Just got an email from MoreBeer, and it looks like they've finally got the BestMalz Heidelberg back in stock. When I loaded a sample order into my cart, it didn't give me the dreaded Unavailable note in red letters, nor redirect me to a list of 'alternative' grains (many of which were also unavailable). Order quick before I buy it all!
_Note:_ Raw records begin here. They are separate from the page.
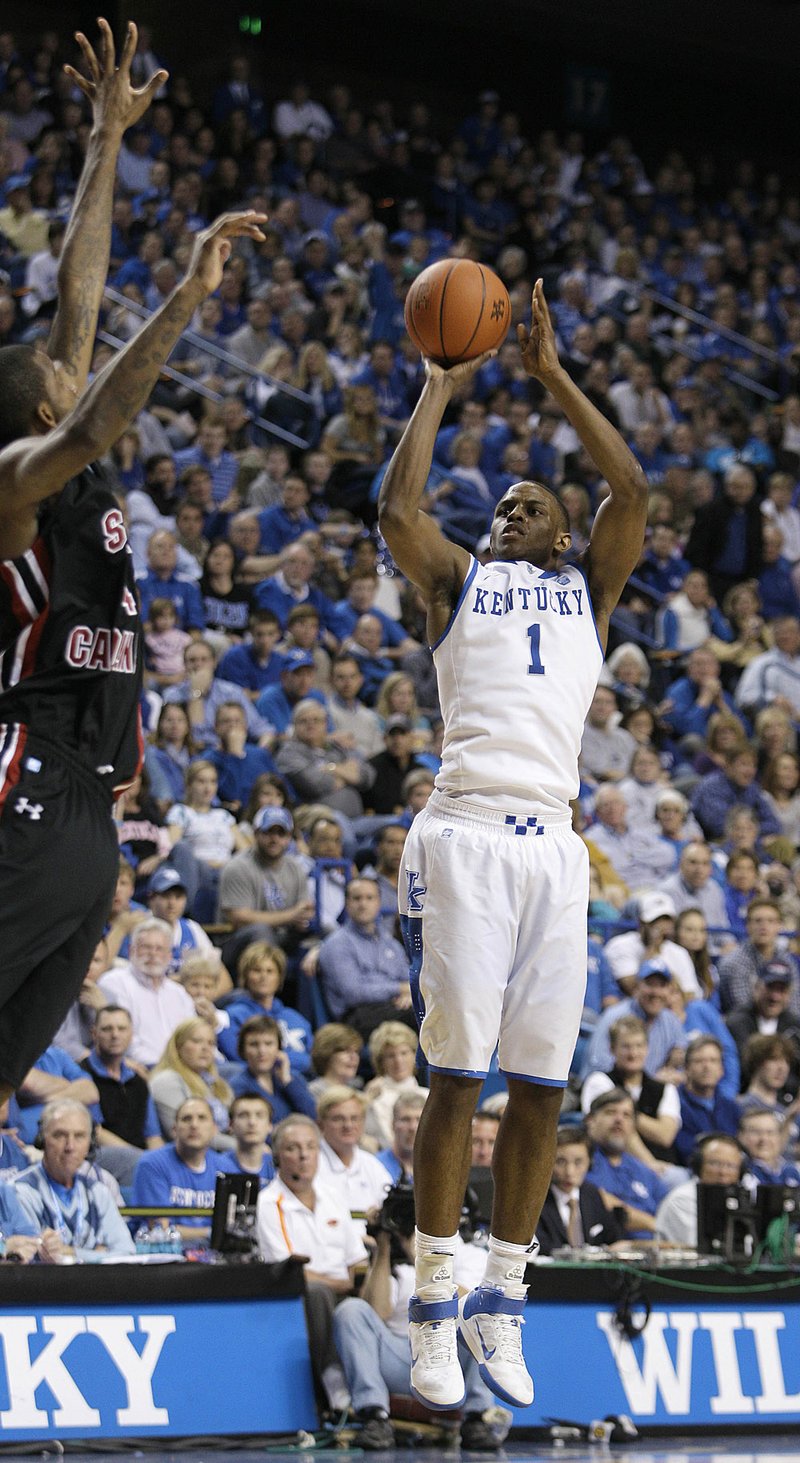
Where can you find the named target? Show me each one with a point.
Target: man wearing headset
(718, 1159)
(75, 1215)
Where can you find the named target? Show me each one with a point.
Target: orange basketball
(455, 310)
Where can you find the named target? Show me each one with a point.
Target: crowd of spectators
(252, 970)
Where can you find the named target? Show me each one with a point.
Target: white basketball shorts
(495, 918)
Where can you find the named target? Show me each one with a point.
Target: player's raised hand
(540, 353)
(114, 101)
(457, 376)
(214, 245)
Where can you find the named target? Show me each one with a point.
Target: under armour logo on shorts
(414, 891)
(34, 811)
(522, 825)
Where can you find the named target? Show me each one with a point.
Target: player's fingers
(88, 56)
(155, 82)
(107, 46)
(129, 49)
(87, 87)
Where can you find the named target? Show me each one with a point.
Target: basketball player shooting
(69, 623)
(495, 884)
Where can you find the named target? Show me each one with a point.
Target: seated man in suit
(574, 1212)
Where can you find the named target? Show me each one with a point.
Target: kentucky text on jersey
(527, 599)
(101, 650)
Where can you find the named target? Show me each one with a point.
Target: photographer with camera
(372, 1332)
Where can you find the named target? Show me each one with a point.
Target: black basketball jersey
(70, 656)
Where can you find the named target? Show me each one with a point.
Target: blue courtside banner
(165, 1370)
(692, 1365)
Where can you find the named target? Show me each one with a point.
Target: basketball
(457, 310)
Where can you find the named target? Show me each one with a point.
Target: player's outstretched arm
(84, 264)
(35, 467)
(619, 527)
(430, 561)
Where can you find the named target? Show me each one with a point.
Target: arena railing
(215, 353)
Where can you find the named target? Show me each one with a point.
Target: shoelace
(438, 1342)
(503, 1333)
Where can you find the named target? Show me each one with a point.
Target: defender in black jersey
(69, 625)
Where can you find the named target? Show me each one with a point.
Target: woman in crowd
(187, 1070)
(770, 1070)
(692, 934)
(394, 1058)
(398, 698)
(268, 1070)
(315, 376)
(742, 610)
(204, 839)
(657, 1103)
(170, 754)
(261, 976)
(356, 444)
(225, 600)
(781, 784)
(144, 839)
(629, 672)
(335, 1057)
(645, 780)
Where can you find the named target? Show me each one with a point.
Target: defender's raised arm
(84, 264)
(619, 527)
(420, 549)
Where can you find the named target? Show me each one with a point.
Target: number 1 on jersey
(534, 635)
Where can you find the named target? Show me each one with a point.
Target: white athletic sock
(433, 1266)
(506, 1266)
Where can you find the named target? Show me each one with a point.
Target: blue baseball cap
(164, 879)
(297, 660)
(268, 818)
(654, 967)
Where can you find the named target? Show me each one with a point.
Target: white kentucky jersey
(517, 667)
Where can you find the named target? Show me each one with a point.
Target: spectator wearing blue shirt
(21, 1234)
(237, 760)
(610, 1125)
(290, 585)
(212, 454)
(698, 695)
(268, 1071)
(650, 1002)
(361, 590)
(398, 1160)
(691, 616)
(296, 683)
(250, 1125)
(740, 446)
(777, 588)
(282, 524)
(481, 133)
(261, 975)
(388, 385)
(373, 663)
(202, 694)
(12, 1153)
(127, 1117)
(663, 568)
(183, 1174)
(72, 1210)
(762, 1137)
(704, 1108)
(53, 1074)
(363, 970)
(733, 786)
(255, 664)
(164, 583)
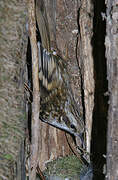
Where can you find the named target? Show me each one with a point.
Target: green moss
(68, 166)
(8, 157)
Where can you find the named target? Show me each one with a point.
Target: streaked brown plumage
(58, 106)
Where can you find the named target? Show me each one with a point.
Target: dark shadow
(99, 127)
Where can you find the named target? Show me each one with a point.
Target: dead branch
(36, 96)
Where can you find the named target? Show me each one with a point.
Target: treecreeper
(58, 106)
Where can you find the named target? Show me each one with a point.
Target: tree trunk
(13, 43)
(87, 63)
(111, 43)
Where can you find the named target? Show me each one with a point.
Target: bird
(57, 104)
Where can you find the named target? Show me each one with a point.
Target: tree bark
(35, 124)
(13, 42)
(111, 43)
(86, 62)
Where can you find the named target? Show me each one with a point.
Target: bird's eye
(73, 126)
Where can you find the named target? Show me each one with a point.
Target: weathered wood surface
(12, 59)
(86, 62)
(111, 43)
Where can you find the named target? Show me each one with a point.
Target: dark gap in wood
(99, 127)
(30, 85)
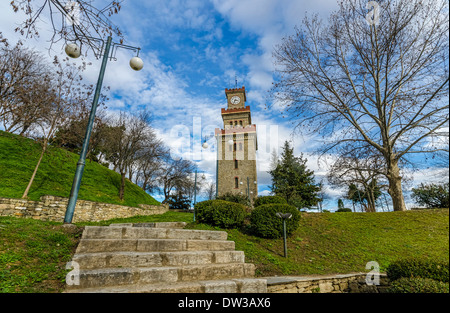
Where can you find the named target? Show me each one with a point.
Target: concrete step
(99, 232)
(106, 277)
(151, 245)
(148, 259)
(156, 224)
(240, 285)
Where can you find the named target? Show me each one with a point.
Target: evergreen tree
(293, 181)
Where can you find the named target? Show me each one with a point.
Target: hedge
(418, 268)
(269, 200)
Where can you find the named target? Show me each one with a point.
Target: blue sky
(192, 51)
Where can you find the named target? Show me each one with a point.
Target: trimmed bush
(203, 211)
(418, 285)
(231, 197)
(265, 223)
(220, 213)
(418, 268)
(269, 200)
(344, 210)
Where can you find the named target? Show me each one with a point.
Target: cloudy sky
(193, 50)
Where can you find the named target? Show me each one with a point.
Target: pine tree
(292, 180)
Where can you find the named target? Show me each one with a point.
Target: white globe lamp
(73, 51)
(136, 63)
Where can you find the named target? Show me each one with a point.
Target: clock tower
(237, 146)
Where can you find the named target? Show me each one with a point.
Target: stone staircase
(161, 258)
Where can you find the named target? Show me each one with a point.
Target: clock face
(235, 100)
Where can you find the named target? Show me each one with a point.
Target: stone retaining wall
(346, 283)
(52, 208)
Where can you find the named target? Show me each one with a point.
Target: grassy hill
(327, 243)
(18, 157)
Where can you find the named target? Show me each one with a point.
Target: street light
(284, 217)
(109, 52)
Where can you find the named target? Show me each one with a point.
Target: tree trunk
(395, 186)
(122, 186)
(44, 148)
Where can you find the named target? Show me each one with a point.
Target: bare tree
(368, 79)
(210, 190)
(23, 77)
(360, 172)
(72, 20)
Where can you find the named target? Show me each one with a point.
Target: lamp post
(284, 217)
(74, 51)
(205, 146)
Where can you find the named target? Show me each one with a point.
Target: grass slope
(33, 253)
(18, 157)
(327, 243)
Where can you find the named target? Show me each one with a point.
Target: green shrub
(269, 200)
(418, 285)
(344, 210)
(264, 222)
(418, 268)
(220, 213)
(203, 211)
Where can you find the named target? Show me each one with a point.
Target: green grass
(33, 253)
(18, 157)
(327, 243)
(32, 261)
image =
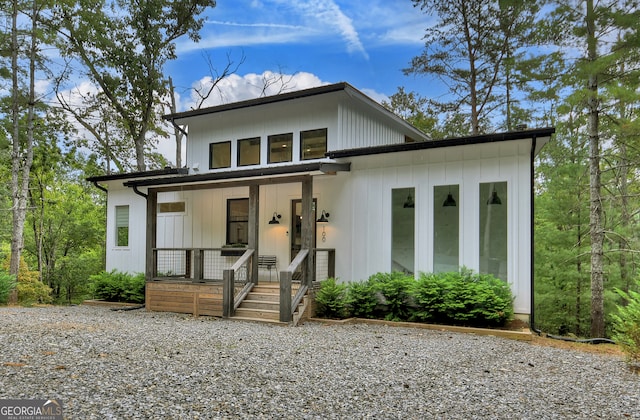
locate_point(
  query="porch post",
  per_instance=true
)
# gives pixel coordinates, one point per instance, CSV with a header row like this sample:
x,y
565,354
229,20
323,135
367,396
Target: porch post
x,y
307,231
151,237
254,210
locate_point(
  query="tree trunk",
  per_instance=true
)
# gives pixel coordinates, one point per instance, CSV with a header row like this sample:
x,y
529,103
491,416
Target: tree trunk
x,y
595,199
22,155
18,211
176,130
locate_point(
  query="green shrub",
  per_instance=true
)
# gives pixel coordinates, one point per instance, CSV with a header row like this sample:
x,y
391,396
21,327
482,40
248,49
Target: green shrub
x,y
627,325
464,298
361,299
30,288
395,290
7,283
116,286
331,299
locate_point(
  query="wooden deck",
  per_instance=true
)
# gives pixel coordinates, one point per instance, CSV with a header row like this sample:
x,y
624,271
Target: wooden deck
x,y
185,297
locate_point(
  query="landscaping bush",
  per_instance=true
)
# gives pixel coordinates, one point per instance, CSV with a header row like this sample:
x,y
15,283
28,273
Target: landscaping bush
x,y
457,298
395,292
331,300
361,299
464,298
116,286
626,325
7,283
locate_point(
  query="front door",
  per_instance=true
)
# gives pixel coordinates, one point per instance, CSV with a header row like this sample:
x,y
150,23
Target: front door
x,y
296,225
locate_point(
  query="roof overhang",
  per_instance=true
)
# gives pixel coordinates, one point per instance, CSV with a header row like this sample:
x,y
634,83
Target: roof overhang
x,y
268,175
341,88
138,175
540,135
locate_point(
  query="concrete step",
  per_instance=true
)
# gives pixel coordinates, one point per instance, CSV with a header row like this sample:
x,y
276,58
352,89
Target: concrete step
x,y
260,314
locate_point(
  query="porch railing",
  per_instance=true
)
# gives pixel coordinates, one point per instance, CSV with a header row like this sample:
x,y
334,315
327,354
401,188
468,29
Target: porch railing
x,y
231,301
193,264
288,304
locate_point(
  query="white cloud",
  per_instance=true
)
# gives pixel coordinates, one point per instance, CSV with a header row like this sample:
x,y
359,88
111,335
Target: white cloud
x,y
236,88
329,14
278,22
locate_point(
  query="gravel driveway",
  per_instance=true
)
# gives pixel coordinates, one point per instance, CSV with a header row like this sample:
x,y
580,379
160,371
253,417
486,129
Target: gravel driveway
x,y
103,364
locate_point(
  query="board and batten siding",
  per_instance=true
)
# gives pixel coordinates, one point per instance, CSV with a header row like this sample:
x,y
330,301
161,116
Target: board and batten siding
x,y
131,258
366,198
357,129
348,126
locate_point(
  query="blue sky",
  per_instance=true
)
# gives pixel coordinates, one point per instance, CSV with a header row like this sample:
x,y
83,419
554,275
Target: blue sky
x,y
364,43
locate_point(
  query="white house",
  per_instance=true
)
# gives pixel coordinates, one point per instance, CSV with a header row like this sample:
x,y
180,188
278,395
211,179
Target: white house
x,y
268,172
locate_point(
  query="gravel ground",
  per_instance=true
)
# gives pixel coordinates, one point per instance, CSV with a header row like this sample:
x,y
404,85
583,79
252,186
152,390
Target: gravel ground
x,y
104,364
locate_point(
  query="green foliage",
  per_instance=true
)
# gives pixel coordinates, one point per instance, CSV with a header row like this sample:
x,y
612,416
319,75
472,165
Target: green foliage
x,y
457,298
463,298
116,286
361,299
331,299
395,290
30,289
7,283
627,325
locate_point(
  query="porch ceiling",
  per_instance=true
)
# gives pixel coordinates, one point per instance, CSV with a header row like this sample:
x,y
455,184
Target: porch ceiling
x,y
259,176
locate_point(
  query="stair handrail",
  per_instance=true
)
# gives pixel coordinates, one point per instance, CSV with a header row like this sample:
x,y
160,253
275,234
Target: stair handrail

That's great news, thanks for passing it along. I hope you find it performs well and makes a great beer for you!
 
Hot off the presses:

Just got an email from MoreBeer, and it looks like they've finally got the BestMalz Heidelberg back in stock. When I loaded a sample order into my cart, it didn't give me the dreaded Unavailable note in red letters, nor redirect me to a list of 'alternative' grains (many of which were also unavailable). Order quick before I buy it all!
I love that malt for all light ales and lagers. Expensive here too but worth it
Last current lot waiting for a helles or similar.
 
I agree. It's a high quality and versatile malt that can be used in many lager/pilsner style beers as well as recipes calling for light colored high diastatic malts. The quantities I ordered it worked out to $2.40 per pound, which I think is actually quite good given the broad price increases we're seeing in today's market prices.
 
One of the simplest ways to dry your lagers is to add table sugar at the end of your boil. It will not change your flavor at all. You will need to adjust your base grain quantity to get your numbers dialed in, but it really works. I use 12 oz. of sugar in a 10 gal batch.